The route I ran tonight was a down & back, so I told myself at the turn, I would start to think about things I was thankful for. I need to keep things in perspective- if my biggest problem/stress is having a job that I don’t L-O-V-E, I’m really doing pretty well. I have a job. It pays well. I have a house and a wonderful husband. Even in my drama queen-state, I know that my life is quite good.

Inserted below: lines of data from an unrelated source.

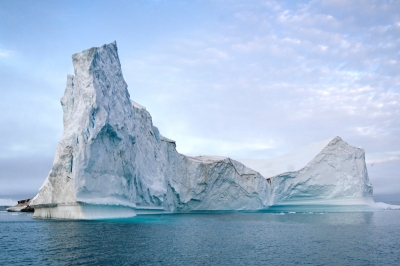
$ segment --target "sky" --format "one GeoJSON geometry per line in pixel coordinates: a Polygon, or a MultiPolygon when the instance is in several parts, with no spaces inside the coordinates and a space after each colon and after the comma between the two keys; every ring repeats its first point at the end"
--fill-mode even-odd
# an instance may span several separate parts
{"type": "Polygon", "coordinates": [[[399,1],[0,1],[0,205],[33,197],[71,55],[117,41],[131,99],[186,155],[278,156],[340,136],[400,195],[399,1]]]}

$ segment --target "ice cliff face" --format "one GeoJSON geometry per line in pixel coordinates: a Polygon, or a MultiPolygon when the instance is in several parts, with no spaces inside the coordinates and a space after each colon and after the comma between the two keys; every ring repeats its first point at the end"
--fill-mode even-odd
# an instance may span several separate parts
{"type": "Polygon", "coordinates": [[[179,154],[149,112],[130,100],[115,42],[72,59],[75,75],[68,76],[61,99],[64,132],[30,204],[36,217],[260,210],[304,198],[372,195],[363,151],[340,138],[314,147],[311,161],[297,160],[298,169],[278,167],[273,176],[250,162],[249,168],[230,158],[179,154]]]}
{"type": "Polygon", "coordinates": [[[141,210],[263,209],[269,183],[224,157],[188,157],[130,100],[116,43],[72,56],[61,99],[64,132],[53,167],[32,200],[35,216],[132,215],[141,210]],[[114,213],[112,213],[114,212],[114,213]]]}

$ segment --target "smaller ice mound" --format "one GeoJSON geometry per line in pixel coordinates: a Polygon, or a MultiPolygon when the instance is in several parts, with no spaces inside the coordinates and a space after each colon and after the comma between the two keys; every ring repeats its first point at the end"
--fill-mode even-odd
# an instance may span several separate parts
{"type": "Polygon", "coordinates": [[[376,207],[364,150],[340,137],[275,159],[239,161],[269,180],[271,205],[376,207]]]}
{"type": "Polygon", "coordinates": [[[333,138],[313,142],[291,153],[269,159],[239,159],[237,161],[270,178],[285,172],[299,171],[318,155],[333,138]]]}

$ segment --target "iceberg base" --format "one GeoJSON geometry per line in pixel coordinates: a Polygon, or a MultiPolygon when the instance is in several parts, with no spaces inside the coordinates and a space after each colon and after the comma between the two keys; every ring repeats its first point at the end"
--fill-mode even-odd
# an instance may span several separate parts
{"type": "Polygon", "coordinates": [[[131,207],[94,205],[87,203],[54,204],[35,206],[34,218],[42,219],[109,219],[136,216],[131,207]]]}

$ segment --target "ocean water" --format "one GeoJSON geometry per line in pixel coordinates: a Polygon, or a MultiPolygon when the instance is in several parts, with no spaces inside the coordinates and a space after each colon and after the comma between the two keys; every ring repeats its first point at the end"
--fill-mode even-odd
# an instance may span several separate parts
{"type": "Polygon", "coordinates": [[[400,265],[400,211],[94,221],[2,211],[0,265],[400,265]]]}

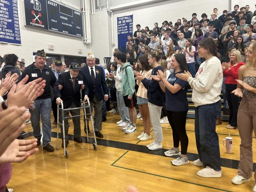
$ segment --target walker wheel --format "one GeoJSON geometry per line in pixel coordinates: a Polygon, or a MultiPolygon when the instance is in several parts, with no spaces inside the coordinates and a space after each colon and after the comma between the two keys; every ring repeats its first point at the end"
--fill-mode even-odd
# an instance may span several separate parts
{"type": "Polygon", "coordinates": [[[67,159],[68,158],[68,152],[67,151],[67,150],[65,151],[65,156],[67,159]]]}
{"type": "Polygon", "coordinates": [[[97,144],[95,143],[93,143],[93,149],[96,151],[97,150],[97,144]]]}

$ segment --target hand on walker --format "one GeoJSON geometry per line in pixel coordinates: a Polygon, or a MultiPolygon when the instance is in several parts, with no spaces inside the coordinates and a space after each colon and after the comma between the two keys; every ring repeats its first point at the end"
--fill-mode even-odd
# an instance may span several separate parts
{"type": "Polygon", "coordinates": [[[58,99],[56,100],[56,104],[58,105],[61,105],[61,102],[62,102],[62,100],[61,99],[58,99]]]}

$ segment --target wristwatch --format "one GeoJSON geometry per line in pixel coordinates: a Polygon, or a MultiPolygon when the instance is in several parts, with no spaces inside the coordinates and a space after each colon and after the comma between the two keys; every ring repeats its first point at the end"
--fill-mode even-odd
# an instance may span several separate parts
{"type": "Polygon", "coordinates": [[[3,108],[3,109],[5,110],[7,108],[7,106],[5,103],[5,101],[2,102],[1,105],[2,105],[2,108],[3,108]]]}

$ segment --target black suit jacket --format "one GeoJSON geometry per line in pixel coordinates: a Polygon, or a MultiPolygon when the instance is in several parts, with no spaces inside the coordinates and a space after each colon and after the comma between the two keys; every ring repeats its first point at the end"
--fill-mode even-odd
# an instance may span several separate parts
{"type": "Polygon", "coordinates": [[[84,84],[83,76],[79,74],[75,79],[74,90],[73,89],[71,76],[69,71],[61,74],[54,85],[54,91],[55,98],[61,98],[63,101],[64,108],[68,108],[72,101],[75,102],[78,107],[81,107],[81,95],[80,90],[81,85],[84,84]],[[83,81],[82,84],[82,81],[83,81]],[[63,86],[61,90],[60,90],[58,87],[59,84],[63,86]]]}
{"type": "Polygon", "coordinates": [[[102,100],[103,99],[102,89],[104,94],[108,95],[108,90],[105,80],[103,68],[95,65],[95,85],[93,84],[92,81],[88,66],[83,67],[81,69],[81,71],[80,72],[84,77],[84,82],[85,85],[83,91],[84,95],[87,95],[90,101],[93,99],[94,96],[96,97],[98,101],[102,100]]]}

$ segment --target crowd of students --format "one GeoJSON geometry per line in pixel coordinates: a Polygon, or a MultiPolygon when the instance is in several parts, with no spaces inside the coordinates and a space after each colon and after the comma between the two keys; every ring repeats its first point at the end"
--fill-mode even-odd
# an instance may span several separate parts
{"type": "MultiPolygon", "coordinates": [[[[218,15],[214,9],[211,20],[204,14],[199,21],[194,13],[190,22],[183,18],[183,25],[177,20],[170,28],[172,23],[166,21],[160,28],[155,23],[152,30],[147,26],[142,30],[137,24],[133,37],[128,36],[126,55],[116,50],[113,57],[117,68],[122,68],[119,75],[122,78],[119,78],[122,81],[121,93],[130,118],[132,116],[130,121],[126,117],[127,125],[122,130],[126,134],[136,132],[137,103],[143,125],[143,131],[137,139],[151,140],[151,126],[154,141],[146,146],[151,150],[162,148],[160,116],[161,111],[165,111],[162,113],[166,114],[172,128],[173,147],[165,154],[177,155],[171,161],[176,166],[189,163],[186,155],[189,143],[186,131],[188,111],[186,93],[188,89],[192,89],[199,157],[193,164],[203,166],[197,172],[203,177],[218,177],[222,175],[215,128],[216,119],[221,117],[220,95],[223,90],[224,102],[227,101],[230,111],[226,128],[238,128],[241,137],[238,173],[232,180],[236,184],[248,181],[251,177],[252,134],[256,131],[255,125],[253,127],[255,111],[252,107],[256,99],[256,44],[254,43],[256,11],[250,17],[248,6],[241,8],[240,12],[237,11],[239,7],[236,5],[233,12],[224,10],[222,15],[218,15]],[[149,37],[150,41],[148,40],[149,37]],[[143,50],[145,49],[146,51],[143,50]],[[128,63],[128,61],[131,63],[128,63]],[[162,110],[164,106],[165,110],[162,110]]],[[[113,78],[116,79],[117,76],[113,76],[113,78]]],[[[122,109],[118,108],[119,111],[122,109]]],[[[123,123],[125,118],[121,115],[121,120],[117,123],[123,123]]],[[[256,185],[253,190],[256,191],[256,185]]]]}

I’m thankful for my legs that allow me to run, for beautiful days in September, for my supportive husband, for my awesome parents and sisters who have always set a good example for me, for my friends who I’ll be spending all weekend with, for a particular friend from college who has recently come back into my life to spread her positivity, for God’s green earth, for the food that I have never had to worry about putting on the table, for books that make me think, for my health that has never failed me, for God and His role in my life and whatever he sends my way.
Of course that’s just a start. Thinking about the good in my life truly perked me up and I decided to add one last loop to my run. This loop has a couple hills, and I was ready to tackle it today. As I was running up the first hill, a song that reminds me of ME and who I am came on my iPod. Recently, I dug out some old CD’s from high school and put them on my iPod. I listened to a lot of country in H.S., and listening to these songs takes me right back to those carefree days with my bestest friends and activities I loved. So anyways, “Ready to Run” by the Dixie Chicks was playing and I took off. I ran faster than I have in a looong time. Up the hill! Down the hill! Pounding out the flat! Then the song ended and I neededmoreDixieChicks!! I pulled off my iPod and found my way to “Wide Open Spaces”- the song that reminds me of exact moments in high school, driving around in my friends car, windows down, on the way to a football game or to Sonic for slushies. I sprinted sprinted sprinted till my heart was pounding and I could feel the air rushing into my lungs. It. felt. so. amazing.
Who needs a therapist when you have two legs, two feet, two shoes, millions of thoughts, and some good tunes?
Sorry for the ramble…I’m off to search for jobs.